Fotoğraf şuradan alınmıştır..
18 Ocak 2012
2012'nin İlk "Merhaba"sı...
Fotoğraf şuradan alınmıştır..
02 Temmuz 2011
Doğa için çal - 3
Doga icin cal! 3 - Gesi Baglari, Cemberimde Gul Oya, Cayelinden Oteye - Official Video from Doga icin cal on Vimeo.
106 doğa sever müzisyenin katkılarıyla birbirinden güzel 3 türkümüz yeniden yorumlanmış..
Buyurun, kulaklarınızın pası silinsin...
01 Temmuz 2011
Hayatınız seçtiğiniz kadındır...

30 Haziran 2011
Doğa için çal - 2
Doga icin Cal 2 / Uzun ince bir yoldayim - official video from Doga icin cal on Vimeo.
91 doğasever sanatçının yüreğinden dökülen notalara buyurun..
29 Haziran 2011
Tarihe not düşmeli...
Tarihe not düşmek adına, sonradan unutma ihtimalimin olduğu birkaç başlık yazmak istiyorum bugün.
Çocuklar son hızla büyümekteler. Öyle ki, büyüdüklerini ancak küçülen giysilerden anlar oldum.. Bu aralar bir koşuşturmaca var hayatımızda ama koştuğumuz mecra belli değil.. Bu tempo arasında ben de kaynıyorum arada açıkçası..
Uzun zamandır kendim için yaptığım tek şey çalışıyor olmaktı. Bir de buna 1,5 aydır diyetisyen günlerim eklendi.. Öyle ki aynaya bakmaz olmuştum, salmıştım iyice.. Haziran başında emzirme işini de bırakınca artık kendime söyleyeceğim geçerli bir mazeretim/yalanım da kalmamıştı.. Başladım tanıdık bir diyetisyene.. İlk 4 haftada 4,3 kg. verdiğimi yazmıştım geçenlerde.. Pazartesi yeniden gidip tartılıcam bakalım son durum nedir diye.. Ama bunun şöyle bir faydasını görür oldum ki, hayatıma yavaş yavaş yürümek fiilini sokuyorum.

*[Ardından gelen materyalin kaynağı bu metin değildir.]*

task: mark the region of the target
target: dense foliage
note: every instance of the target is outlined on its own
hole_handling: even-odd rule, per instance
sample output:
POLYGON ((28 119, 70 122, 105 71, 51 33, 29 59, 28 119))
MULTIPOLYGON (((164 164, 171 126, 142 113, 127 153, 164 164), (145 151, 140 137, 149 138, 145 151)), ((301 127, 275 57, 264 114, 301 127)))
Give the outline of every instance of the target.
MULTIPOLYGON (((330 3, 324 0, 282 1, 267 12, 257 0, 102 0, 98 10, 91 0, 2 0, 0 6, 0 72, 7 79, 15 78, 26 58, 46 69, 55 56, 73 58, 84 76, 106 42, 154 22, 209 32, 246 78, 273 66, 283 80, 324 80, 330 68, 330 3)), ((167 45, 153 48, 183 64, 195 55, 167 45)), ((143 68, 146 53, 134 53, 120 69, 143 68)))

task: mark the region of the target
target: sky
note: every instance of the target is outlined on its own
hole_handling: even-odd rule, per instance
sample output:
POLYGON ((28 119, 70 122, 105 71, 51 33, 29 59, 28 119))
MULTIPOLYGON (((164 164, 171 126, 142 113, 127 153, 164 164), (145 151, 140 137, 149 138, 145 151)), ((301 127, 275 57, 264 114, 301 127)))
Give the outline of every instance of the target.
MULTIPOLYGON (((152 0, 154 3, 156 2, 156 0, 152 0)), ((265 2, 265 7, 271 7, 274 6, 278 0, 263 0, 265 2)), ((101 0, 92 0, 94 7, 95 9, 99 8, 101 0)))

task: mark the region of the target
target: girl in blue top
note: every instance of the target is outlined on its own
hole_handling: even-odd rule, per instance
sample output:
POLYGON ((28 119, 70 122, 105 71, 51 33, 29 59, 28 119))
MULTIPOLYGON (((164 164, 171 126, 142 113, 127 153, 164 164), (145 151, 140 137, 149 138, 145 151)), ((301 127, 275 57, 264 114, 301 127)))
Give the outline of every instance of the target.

Ama benim yürümekten kastım ancak eve gelmeden yapılan faaliyet olabiliyor maalesef. Çünkü bir sebeple eve girdikten sonra paçamdan tutup çekiştiren öyle çok şey varki, mümkün değil bir daha çıkıp da şöyle 1 saat site içinde bile yürüyüş yapamıyorum aslında..
Ben de şöyle bir yol buldum kendimce bu soruna karşılık; eve varmadan önce eğer ayakkabılarım çok rahatsız değil ise evin önünden geçen araçlara değil de uzaktan geçen araçlara binip, eve yürüyorum. Şu sıralar fazlası için ne vaktim ne de enerjim var maalesef.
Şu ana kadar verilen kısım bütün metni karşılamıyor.